The organization has been negligent in protecting its star players for years – see McDonagh, Ryan – and a trade for a legitimate enforcer is way past due. Prying Ryan Reaves, one of the best in the business who as a bonus happens to be the long-time nemesis of Washington Capitals tough guy/intimidator Tom Wilson, away from the Vegas Golden Knights would solve a host of problems. Such a presence would provide a comfort level to the teenagers and 20-somethings on the Blueshirts’ roster that are trying to learn how to play in the NHL without being knocked all over the place.
“You need those guys,” said Anaheim Ducks defenseman Kevin Shattenkirk, the former Ranger who lifted the Stanley Cup as a member of the Tampa Bay Lightning last season. “You need guys that are going to have a little bit of sandpaper.
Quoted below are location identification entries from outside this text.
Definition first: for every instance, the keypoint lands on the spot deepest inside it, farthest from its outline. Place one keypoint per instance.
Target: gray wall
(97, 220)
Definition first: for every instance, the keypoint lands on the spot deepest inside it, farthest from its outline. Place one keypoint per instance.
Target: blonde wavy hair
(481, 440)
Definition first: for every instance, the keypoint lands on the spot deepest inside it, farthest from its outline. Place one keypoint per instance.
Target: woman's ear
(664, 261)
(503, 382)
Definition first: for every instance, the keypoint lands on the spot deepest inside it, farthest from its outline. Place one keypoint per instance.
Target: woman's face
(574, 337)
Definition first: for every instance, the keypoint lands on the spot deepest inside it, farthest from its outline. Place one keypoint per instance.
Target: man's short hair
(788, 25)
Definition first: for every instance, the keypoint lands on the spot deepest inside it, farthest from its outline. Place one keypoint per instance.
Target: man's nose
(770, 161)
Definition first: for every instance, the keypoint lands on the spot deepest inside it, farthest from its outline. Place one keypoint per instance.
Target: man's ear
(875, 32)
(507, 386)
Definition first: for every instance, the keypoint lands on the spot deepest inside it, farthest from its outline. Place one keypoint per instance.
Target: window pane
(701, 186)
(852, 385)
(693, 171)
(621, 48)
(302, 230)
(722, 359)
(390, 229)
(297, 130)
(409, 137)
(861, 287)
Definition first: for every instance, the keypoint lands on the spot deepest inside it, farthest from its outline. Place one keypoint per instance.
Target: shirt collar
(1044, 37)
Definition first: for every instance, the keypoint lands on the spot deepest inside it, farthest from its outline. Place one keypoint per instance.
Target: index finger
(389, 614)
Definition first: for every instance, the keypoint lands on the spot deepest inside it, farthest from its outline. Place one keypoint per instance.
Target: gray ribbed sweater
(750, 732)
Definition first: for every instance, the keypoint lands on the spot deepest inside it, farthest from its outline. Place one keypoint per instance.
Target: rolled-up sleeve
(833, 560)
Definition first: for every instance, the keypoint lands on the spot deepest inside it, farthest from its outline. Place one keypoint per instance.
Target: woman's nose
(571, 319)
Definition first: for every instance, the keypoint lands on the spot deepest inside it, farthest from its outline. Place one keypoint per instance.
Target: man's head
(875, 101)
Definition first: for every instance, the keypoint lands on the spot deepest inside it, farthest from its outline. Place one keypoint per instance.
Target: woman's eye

I think what it also does is it allows your skilled players to realize that they have a little protection out there. They have guys that are going to stick up for them if other teams are trying to take liberties and run around and try to intimidate you.”
The problem goes beyond adding one player, however. The Rangers may well have to remake part of their roster with toughness someday, as so many teams have in order to take the next step toward championship contention. But the kids will also have to learn how to stand up to this kind of challenge as a team, and that takes time – sometimes considerably more than an impatient fan base is willing to tolerate.
Lightning’s 12-Year Odyssey Might Be Instructive for Rangers
Take the defending champs. The Lightning, in full rebuild mode after capturing the Cup in 2003-04, drafted Steven Stamkos first overall in 2008 and Victor Hedman second in 2009. They added Nikita Kucherov in the second round in 2011. Andrei Vasilevskiy was picked 19th overall in 2012. More recently, Mikhail Sergachev, Brayden Point and McDonagh came aboard via trade or the draft.
Yet, despite all the star power, it took Tampa Bay 12 years from the start of that process to win another championship. Along the way, there was plenty of frustration in the form of near-misses, including a loss in the 2015 Stanley Cup Final, defeats in the Eastern Conference Final in 2011, 2016 and 2018, and a sweep at the hands of the Columbus Blue Jackets in the first round after winning the Presidents’ Trophy in 2019.
It was only when the Lightning realized that they needed to focus on defending and committed to a straight-line, gritty approach that they were able to reach the top of the mountain. Their transformed identity, along with size and physicality that was added for their Cup run, proved to be the difference.
The Rangers are a long way from the phase of needing to add complementary players for a deep postseason run. They’re loaded with upside and possibility but don’t come close to resembling a playoff team at this point.
It’s possible that the exciting part of the building process – the adding of young future cornerstones – might be largely complete. That’s taken three-plus years, but now comes the period when patience will really be required in spades – the portion of the program when those players learn how to win. That’s almost always painful, and often drawn-out.
Quinn’s club is sure to keep riding the rollercoaster for the foreseeable future – unbeatable one night, feeble the next. Fans need to buckle up. It’s probably going to be stomach-churning for some time.